The retokenization seems to work fine (3 tokens in result), but the values are lost. What can I do to maintain the original values in the tokens list?

My retokenize.rules.txt file is (as in the demo):

tokens = { type: "CLASS", value:"edu.stanford.nlp.ling.CoreAnnotations$TokensAnnotation" }
options.matchedExpressionsAnnotationKey = tokens;
options.extractWithTokens = TRUE;
options.flatten = TRUE;
ENV.defaults["ruleType"] = "tokens"
ENV.defaultStringPatternFlags = 2
ENV.defaultResultAnnotationKey = tokens

{ pattern: ( /\d+(x|X)\d+/ ), result: Split($0[0], /x|X/, TRUE) }

The main method:

public static void main(String[] args) throws IOException {
    //...
    text = "100x120";
    Properties properties = new Properties();
    properties.setProperty("tokenize.language", "de");
    properties.setProperty("annotators", tokenize,retokenize,ssplit,pos,lemma,ner");
    properties.setProperty("customAnnotatorClass.retokenize", "edu.stanford.nlp.pipeline.TokensRegexAnnotator");
    properties.setProperty("retokenize.rules", "retokenize.rules.txt");
    StanfordCoreNLP stanfordPipeline = new StanfordCoreNLP(properties);
    runPipeline(pipelineWithRetokenize, text);

}

And the pipeline:

public static void runPipeline(StanfordCoreNLP pipeline, String text) {
    Annotation annotation = new Annotation(text);
    pipeline.annotate(annotation);
    out.println();
    out.println("The top level annotation");
    out.println(annotation.toShorterString());
    //...
}

Solution

  • Thanks for letting us know. The CoreAnnotations.ValueAnnotation is not being populated and we'll update TokenRegex to populate the field.

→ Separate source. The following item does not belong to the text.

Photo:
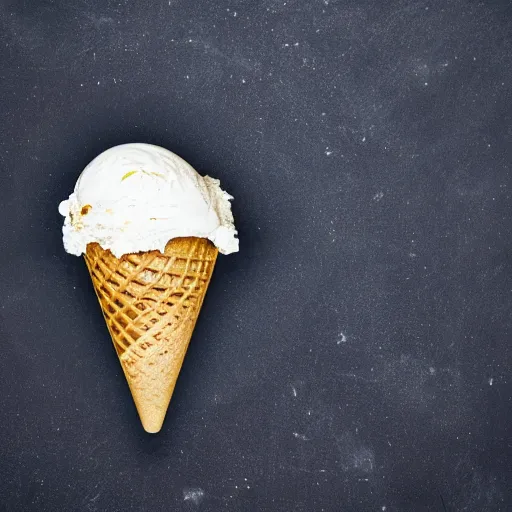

    Regardless, you should be able to use TokenRegex to retokenize as you have planned. Most of the pipeline does not depending on the ValueAnnotation and uses the CoreAnnotations.TextAnnotation instead. You can use the CoreAnnotations.TextAnnotation to get the text for the new tokens (each token is a CoreLabel so you can access it using token.word() as well).

    See TokensRegexRetokenizeDemo for example code on how to get the different annotations out.